Life in New Mexico inspired Bright's second Novel The Life and Death of Little Jo published in England by Cresset Press which was very well received by reviewers and the public. Bright also began writing books for children. While the family was vacationing in Laguna Beach, California, Bright caught his children peering under their bed. As it turns out, they were looking for the little ghost that lived in the house. This moment was the inspiration for the Georgie The Ghost series of books, which has become a beloved classic worldwide. Bright's grandchildren have also inspired his books and appear as characters in Georgie's Christmas Carol.
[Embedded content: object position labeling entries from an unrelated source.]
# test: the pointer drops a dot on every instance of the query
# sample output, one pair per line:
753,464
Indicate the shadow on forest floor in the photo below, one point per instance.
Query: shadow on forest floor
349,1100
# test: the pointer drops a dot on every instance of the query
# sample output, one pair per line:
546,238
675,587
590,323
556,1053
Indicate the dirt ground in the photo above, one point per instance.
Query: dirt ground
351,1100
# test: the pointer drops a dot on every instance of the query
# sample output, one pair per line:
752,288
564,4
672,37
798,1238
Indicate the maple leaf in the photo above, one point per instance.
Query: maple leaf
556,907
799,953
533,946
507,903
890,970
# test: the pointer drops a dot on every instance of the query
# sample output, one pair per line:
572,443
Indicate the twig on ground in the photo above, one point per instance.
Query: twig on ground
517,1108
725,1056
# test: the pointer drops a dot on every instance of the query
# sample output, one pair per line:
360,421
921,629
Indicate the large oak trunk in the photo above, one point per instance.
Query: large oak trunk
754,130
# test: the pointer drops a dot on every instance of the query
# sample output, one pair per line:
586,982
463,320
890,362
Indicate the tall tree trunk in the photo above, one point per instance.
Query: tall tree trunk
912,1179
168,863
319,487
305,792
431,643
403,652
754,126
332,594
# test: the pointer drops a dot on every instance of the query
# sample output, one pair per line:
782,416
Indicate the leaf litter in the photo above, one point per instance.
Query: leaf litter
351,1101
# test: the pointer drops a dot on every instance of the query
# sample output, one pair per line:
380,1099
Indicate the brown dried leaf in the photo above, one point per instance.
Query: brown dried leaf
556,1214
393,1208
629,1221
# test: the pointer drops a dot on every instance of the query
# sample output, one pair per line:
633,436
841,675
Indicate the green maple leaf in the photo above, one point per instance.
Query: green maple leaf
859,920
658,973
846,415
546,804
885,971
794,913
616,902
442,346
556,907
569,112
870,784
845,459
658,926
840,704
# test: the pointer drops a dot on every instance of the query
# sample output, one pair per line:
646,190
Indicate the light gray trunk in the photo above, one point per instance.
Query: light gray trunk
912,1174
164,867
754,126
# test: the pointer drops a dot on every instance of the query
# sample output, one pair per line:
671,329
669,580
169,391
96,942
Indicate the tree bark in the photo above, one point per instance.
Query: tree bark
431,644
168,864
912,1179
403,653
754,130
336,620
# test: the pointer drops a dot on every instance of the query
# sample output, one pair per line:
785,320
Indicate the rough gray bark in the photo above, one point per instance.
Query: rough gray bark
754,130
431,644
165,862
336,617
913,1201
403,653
Robert Bright died of cancer in his home in San Francisco, California in 1988.

==Books==
- The Travels of Ching - published 1943
- The Intruders - published 1943
- The Life and Death of Little Jo — published 1944
- Georgie — published 1944 (9 editions)
- The Olivers - published 1947
- Me and the Bears — published 1951
- Hurrah For Freddie! -published in 1953
- Miss Pattie -published in 1954
- I Like Red -published 1955
- Georgie to the Rescue — published 1956 (4 editions)
- The Friendly Bear — published 1957 (3 editions)
- Richard Brown and The Dragon -published 1957
- Georgie's Halloween — published 1958 (5 editions)
- Which is Willy? - published 1962
- Georgie and the Robbers — published 1963 (7 editions)
- Georgie and the Magician — published 1966 (3 editions)
- My Hopping Bunny — published 1967
- Gregory: the Noisiest and Strongest Boy in Grangers Grove — published 1969
- Georgie and the Noisy Ghost — published 1971 (3 editions)
- Georgie Goes West — published 1973 (2 editions)
- Georgie's Christmas Carol — published 1975 (2 editions)
- Georgie and the Buried Treasure - published 1979 (2 editions)
- Georgie and the Runaway Balloon — published 1983
- Georgie and the Ball of Yarn — published 1983
- Georgie and the Little Dog — published 1983
- Georgie and the Baby Birds — published 1983
- My Red Umbrella — published 1959 (2 editions)
- Slightly Scary Stories for Halloween (by Robert Bright, Edward Marshall, James Stevenson, Barbara K. Walker)— published 2007 — 2 editions

Georgie and Georgie to the Rescue became motion pictures issued by Weston Woods Studios and Sterling Educational Films, respectively.